Market and product

World fertilizer demand is anticipated to recover in 2016/17

09:47 PM @ Thursday - 30 June, 2016

In response to the economic slowdown in many emerging and developing countries, persistent low international prices for most agricultural commodities, and dry conditions across South Asia, Southeast Asia, Latin America and Africa, world fertilizer demand is expected to contract by 1.0% in 2015/16, to 181 million tonnes (Mt) nutrients. Drops are seen of similar magnitude for the three nutrients: -1.0% for N, to 108 Mt; -1.0% for P, to 41 Mt; and -0.8% for K, to 32 Mt. Aggregate demand in 2015/16 is anticipated to rebound in the three regions where it contracted in 2014/15: Eastern Europe & Central Asia (EECA), West Asia and North America. Demand is seen as dropping elsewhere. The sharpest decline is expected in Latin America, reflecting unfavorable economic, political and weather conditions in Brazil and Argentina. African demand was hit by widespread El Niño impacts and cuts to fertilizer subsidy budgets in several countries. The poor monsoon in South Asia strongly impacted the 2015/16 winter season. More modest drops are anticipated elsewhere.

The outlook for 2016/17 is more optimistic in view of slightly improving market conditions, the expected more favorable weather, and a better political and economic situation in some sizable markets. Global fertilizer demand in 2016/17 is seen as rebounding (+2.9%) to 186 Mt, with growth rates of relatively similar magnitude for all three nutrients: +3.0% for N, to 111 Mt; +3.0% for P, to 42 Mt; and +2.3% for K, to 33 Mt. Fertilizer demand would remain almost unchanged in North America and would increase elsewhere. Demand growth in EECA is seen as firm, as grain exports are expected to benefit from the current weakness of regional currencies. Thanks to prospects for normal monsoon rains, demand in South Asia would fully recover from the downturn in 2015/16. Driven by recent political change in Argentina, demand would firmly rebound in Latin America but would not fully recover owing to persistent recession in Brazil. Expected increases in the rest of the world would be smaller.

Global fertilizer demand forecast to remain slightly below 200 Mt by 2020/21

Medium-term agricultural projections point to slightly tightening market conditions, assuming average weather patterns.

In the absence of major economic or policy changes in the main fertilizer-consuming markets, the current context supports moderate fertilizer demand growth prospects in the years to come. According to the baseline scenario, world demand would rise on average by 1.6% per annum (p.a.) between the base year (average of 2013/14 to 2015/16) and 2020/21. Aggregate global demand is projected to reach 199 Mt at the end of the outlook period. K demand would expand firmly (2.3% p.a. to 37 Mt); P demand would grow more moderately (1.7% p.a. to 45 Mt); and N demand growth would continue to progressively decline (1.2% p.a. to 117 Mt). This rebalancing of the N:P:K ratio reflects progressive adoption of better fertilizer management practices by farmers.

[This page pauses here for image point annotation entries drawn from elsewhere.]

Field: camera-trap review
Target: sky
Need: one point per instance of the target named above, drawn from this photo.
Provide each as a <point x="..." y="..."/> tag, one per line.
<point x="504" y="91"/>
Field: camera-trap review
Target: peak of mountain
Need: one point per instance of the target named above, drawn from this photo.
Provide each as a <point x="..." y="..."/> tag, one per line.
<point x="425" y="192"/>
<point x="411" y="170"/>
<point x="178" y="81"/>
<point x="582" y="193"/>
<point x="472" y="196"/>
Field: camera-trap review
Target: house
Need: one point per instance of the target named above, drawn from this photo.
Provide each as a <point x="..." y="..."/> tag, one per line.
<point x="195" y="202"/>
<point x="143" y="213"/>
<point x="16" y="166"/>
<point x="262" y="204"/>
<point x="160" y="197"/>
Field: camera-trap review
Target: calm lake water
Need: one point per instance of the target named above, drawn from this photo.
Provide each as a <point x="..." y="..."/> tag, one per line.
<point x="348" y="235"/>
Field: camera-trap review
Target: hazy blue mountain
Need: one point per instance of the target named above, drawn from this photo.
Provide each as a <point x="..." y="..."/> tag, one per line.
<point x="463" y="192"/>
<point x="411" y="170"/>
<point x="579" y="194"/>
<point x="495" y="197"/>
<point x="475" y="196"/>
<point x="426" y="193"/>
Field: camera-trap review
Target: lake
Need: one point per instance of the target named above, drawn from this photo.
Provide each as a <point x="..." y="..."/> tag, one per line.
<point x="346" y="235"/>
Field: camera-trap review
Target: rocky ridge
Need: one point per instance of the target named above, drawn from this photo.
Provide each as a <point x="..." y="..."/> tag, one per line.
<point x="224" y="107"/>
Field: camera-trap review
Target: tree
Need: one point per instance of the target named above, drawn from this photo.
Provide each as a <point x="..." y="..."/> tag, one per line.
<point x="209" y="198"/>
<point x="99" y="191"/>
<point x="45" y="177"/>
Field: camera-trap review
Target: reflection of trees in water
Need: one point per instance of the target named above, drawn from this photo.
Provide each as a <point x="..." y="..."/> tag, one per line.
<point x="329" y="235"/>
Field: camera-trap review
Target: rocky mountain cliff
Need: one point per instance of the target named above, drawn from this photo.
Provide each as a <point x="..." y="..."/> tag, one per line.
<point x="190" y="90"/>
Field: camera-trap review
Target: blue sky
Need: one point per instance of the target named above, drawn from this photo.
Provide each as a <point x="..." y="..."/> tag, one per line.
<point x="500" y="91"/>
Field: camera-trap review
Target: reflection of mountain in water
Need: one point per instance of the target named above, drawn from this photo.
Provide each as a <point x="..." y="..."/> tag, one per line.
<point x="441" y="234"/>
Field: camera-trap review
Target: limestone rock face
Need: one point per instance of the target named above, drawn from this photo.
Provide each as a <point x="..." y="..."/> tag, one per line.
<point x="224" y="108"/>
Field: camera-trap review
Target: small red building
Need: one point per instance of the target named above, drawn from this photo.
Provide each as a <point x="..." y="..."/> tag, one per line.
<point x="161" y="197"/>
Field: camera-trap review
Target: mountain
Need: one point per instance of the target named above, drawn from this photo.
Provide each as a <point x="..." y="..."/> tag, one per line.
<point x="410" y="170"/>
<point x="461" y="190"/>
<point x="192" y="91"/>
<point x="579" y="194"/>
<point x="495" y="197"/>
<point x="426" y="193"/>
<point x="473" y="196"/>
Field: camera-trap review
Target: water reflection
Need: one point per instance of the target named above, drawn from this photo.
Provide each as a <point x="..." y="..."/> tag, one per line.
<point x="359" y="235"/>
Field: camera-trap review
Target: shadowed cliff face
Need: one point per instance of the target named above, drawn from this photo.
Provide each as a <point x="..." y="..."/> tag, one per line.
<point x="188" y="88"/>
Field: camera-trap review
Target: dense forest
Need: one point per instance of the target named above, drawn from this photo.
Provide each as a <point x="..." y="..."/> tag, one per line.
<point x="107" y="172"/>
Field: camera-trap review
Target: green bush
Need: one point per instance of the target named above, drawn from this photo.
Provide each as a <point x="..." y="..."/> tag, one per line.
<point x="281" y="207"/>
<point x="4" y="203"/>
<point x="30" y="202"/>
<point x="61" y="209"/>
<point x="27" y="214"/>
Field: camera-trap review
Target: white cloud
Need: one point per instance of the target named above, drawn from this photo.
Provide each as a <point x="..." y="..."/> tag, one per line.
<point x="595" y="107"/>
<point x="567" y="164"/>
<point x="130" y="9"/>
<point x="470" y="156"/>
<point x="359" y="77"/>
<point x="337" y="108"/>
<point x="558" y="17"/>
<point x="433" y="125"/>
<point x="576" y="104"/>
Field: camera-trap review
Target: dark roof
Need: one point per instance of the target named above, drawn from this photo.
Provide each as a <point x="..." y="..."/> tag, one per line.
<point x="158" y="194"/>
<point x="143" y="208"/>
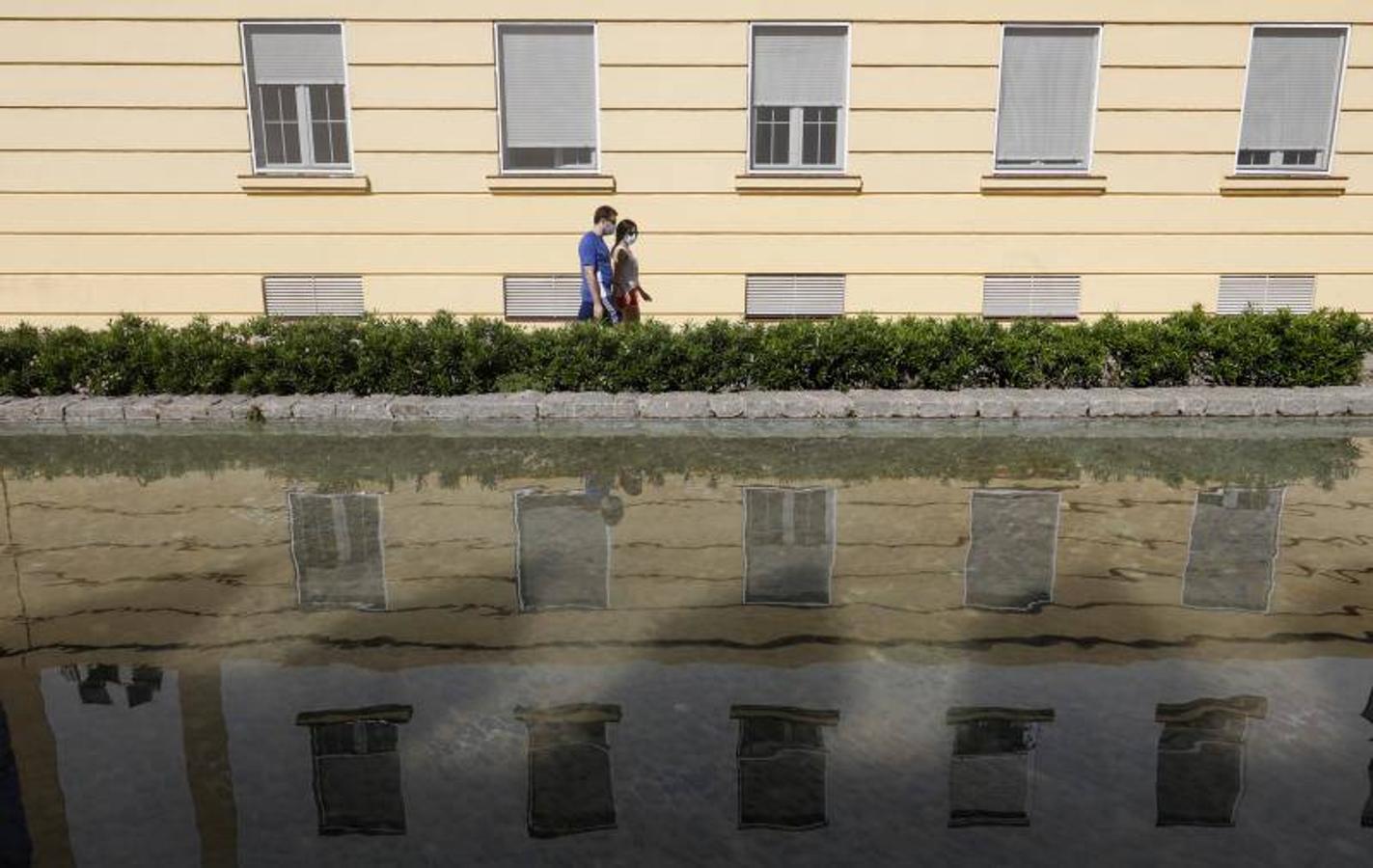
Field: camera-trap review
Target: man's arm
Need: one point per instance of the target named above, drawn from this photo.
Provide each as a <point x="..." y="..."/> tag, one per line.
<point x="593" y="285"/>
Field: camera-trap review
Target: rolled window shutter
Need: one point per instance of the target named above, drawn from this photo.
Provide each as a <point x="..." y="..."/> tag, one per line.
<point x="1048" y="95"/>
<point x="299" y="295"/>
<point x="542" y="297"/>
<point x="794" y="295"/>
<point x="294" y="54"/>
<point x="801" y="67"/>
<point x="1294" y="88"/>
<point x="1056" y="297"/>
<point x="548" y="86"/>
<point x="1266" y="293"/>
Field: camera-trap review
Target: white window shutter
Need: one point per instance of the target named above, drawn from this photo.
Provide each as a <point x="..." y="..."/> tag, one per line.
<point x="1292" y="88"/>
<point x="301" y="295"/>
<point x="801" y="67"/>
<point x="548" y="86"/>
<point x="294" y="54"/>
<point x="1048" y="96"/>
<point x="794" y="295"/>
<point x="1055" y="297"/>
<point x="1266" y="293"/>
<point x="542" y="297"/>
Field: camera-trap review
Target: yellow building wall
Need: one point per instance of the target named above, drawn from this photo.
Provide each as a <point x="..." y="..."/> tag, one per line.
<point x="124" y="129"/>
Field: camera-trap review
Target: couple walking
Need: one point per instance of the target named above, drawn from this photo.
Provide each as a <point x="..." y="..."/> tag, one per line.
<point x="610" y="275"/>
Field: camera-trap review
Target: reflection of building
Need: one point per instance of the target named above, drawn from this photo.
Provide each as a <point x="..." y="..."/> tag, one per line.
<point x="992" y="777"/>
<point x="15" y="846"/>
<point x="1233" y="550"/>
<point x="788" y="546"/>
<point x="357" y="771"/>
<point x="570" y="781"/>
<point x="782" y="767"/>
<point x="1201" y="758"/>
<point x="562" y="553"/>
<point x="1012" y="548"/>
<point x="337" y="546"/>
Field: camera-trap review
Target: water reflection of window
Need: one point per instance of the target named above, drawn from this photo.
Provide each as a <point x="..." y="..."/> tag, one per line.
<point x="1011" y="550"/>
<point x="788" y="546"/>
<point x="1233" y="550"/>
<point x="96" y="682"/>
<point x="992" y="777"/>
<point x="15" y="845"/>
<point x="782" y="767"/>
<point x="1201" y="760"/>
<point x="570" y="787"/>
<point x="562" y="546"/>
<point x="337" y="547"/>
<point x="357" y="770"/>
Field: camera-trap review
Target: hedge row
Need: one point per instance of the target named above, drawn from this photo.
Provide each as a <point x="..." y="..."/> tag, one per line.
<point x="451" y="356"/>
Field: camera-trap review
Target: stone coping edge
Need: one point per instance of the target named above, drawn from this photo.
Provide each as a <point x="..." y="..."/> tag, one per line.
<point x="596" y="405"/>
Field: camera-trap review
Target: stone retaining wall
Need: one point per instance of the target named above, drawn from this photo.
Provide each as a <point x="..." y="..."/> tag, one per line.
<point x="860" y="404"/>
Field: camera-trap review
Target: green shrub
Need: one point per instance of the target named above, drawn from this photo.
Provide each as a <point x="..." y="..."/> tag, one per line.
<point x="451" y="356"/>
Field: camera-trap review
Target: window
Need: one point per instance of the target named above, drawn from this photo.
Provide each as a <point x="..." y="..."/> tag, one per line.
<point x="562" y="548"/>
<point x="357" y="771"/>
<point x="1012" y="548"/>
<point x="1233" y="550"/>
<point x="542" y="297"/>
<point x="1051" y="297"/>
<point x="1200" y="773"/>
<point x="788" y="546"/>
<point x="337" y="548"/>
<point x="548" y="96"/>
<point x="783" y="763"/>
<point x="298" y="96"/>
<point x="1048" y="97"/>
<point x="304" y="295"/>
<point x="570" y="783"/>
<point x="992" y="776"/>
<point x="773" y="297"/>
<point x="799" y="96"/>
<point x="1291" y="99"/>
<point x="1266" y="293"/>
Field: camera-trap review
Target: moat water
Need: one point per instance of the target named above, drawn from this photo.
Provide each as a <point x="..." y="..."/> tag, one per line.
<point x="1123" y="643"/>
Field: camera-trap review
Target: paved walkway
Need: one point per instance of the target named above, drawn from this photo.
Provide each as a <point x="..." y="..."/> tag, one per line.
<point x="532" y="405"/>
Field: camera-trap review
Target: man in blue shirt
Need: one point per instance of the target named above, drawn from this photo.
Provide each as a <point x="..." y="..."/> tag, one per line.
<point x="596" y="274"/>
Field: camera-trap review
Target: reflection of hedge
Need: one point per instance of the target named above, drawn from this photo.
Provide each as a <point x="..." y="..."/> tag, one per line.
<point x="447" y="356"/>
<point x="1256" y="453"/>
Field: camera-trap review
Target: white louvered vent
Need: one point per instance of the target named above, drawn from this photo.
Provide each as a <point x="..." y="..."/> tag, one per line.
<point x="794" y="295"/>
<point x="299" y="295"/>
<point x="542" y="297"/>
<point x="1054" y="297"/>
<point x="1266" y="293"/>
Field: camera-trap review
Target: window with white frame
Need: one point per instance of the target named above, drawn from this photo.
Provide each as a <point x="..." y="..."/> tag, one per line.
<point x="1048" y="97"/>
<point x="297" y="96"/>
<point x="1291" y="99"/>
<point x="799" y="96"/>
<point x="548" y="96"/>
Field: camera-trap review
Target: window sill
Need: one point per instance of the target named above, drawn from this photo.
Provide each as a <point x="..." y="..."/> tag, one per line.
<point x="798" y="183"/>
<point x="1044" y="184"/>
<point x="551" y="183"/>
<point x="305" y="183"/>
<point x="1284" y="185"/>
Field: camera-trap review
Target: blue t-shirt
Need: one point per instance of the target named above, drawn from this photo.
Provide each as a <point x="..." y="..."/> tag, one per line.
<point x="593" y="252"/>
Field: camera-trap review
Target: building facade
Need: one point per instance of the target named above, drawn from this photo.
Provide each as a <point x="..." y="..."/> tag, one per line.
<point x="1055" y="158"/>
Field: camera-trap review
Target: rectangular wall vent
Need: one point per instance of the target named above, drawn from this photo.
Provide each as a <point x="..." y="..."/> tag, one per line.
<point x="1052" y="297"/>
<point x="1266" y="293"/>
<point x="542" y="297"/>
<point x="794" y="295"/>
<point x="301" y="295"/>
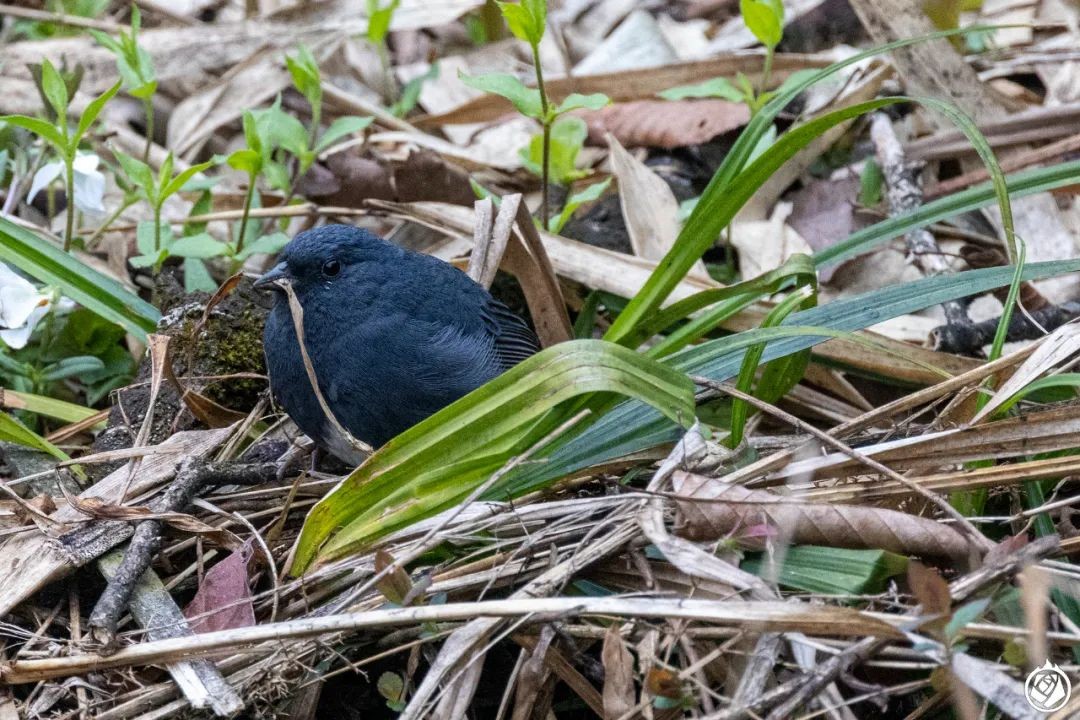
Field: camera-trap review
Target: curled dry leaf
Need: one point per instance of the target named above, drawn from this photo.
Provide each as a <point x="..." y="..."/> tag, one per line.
<point x="664" y="123"/>
<point x="711" y="508"/>
<point x="648" y="205"/>
<point x="224" y="599"/>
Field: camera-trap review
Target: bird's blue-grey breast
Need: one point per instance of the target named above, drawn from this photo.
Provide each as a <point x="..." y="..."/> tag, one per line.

The highest growth rate would be in Africa (3.6% p.a.). Demand would also expand firmly in Latin America (2.9% p.a.), South Asia (2.9% p.a.) and EECA (2.8% p.a.). Latin America would benefit from the competitive advantage of Brazil and Argentina on the global soybean, maize and sugar markets. Similarly, EECA has the potential to increase its share of global cereal trade. South Asian demand is strongly influenced by fertilizer subsidy regimes, whose evolution is highly unpredictable; high uncertainty is therefore associated with forecasts for this region. In East Asia, fertilizer demand growth is forecast to slow further (0.9% p.a.), as Chinese N and P demand is likely to reach a plateau by the end of the outlook period. Demand in developed countries is anticipated to rise marginally, with stronger prospects in Oceania. With N and P demand in China levelling off, about half the world market can be considered ‘mature’. In volume terms, South Asia, East Asia and Latin America would account for 33%, 22% and 22%, respectively, of the global increase in total fertilizer demand anticipated in the next five years.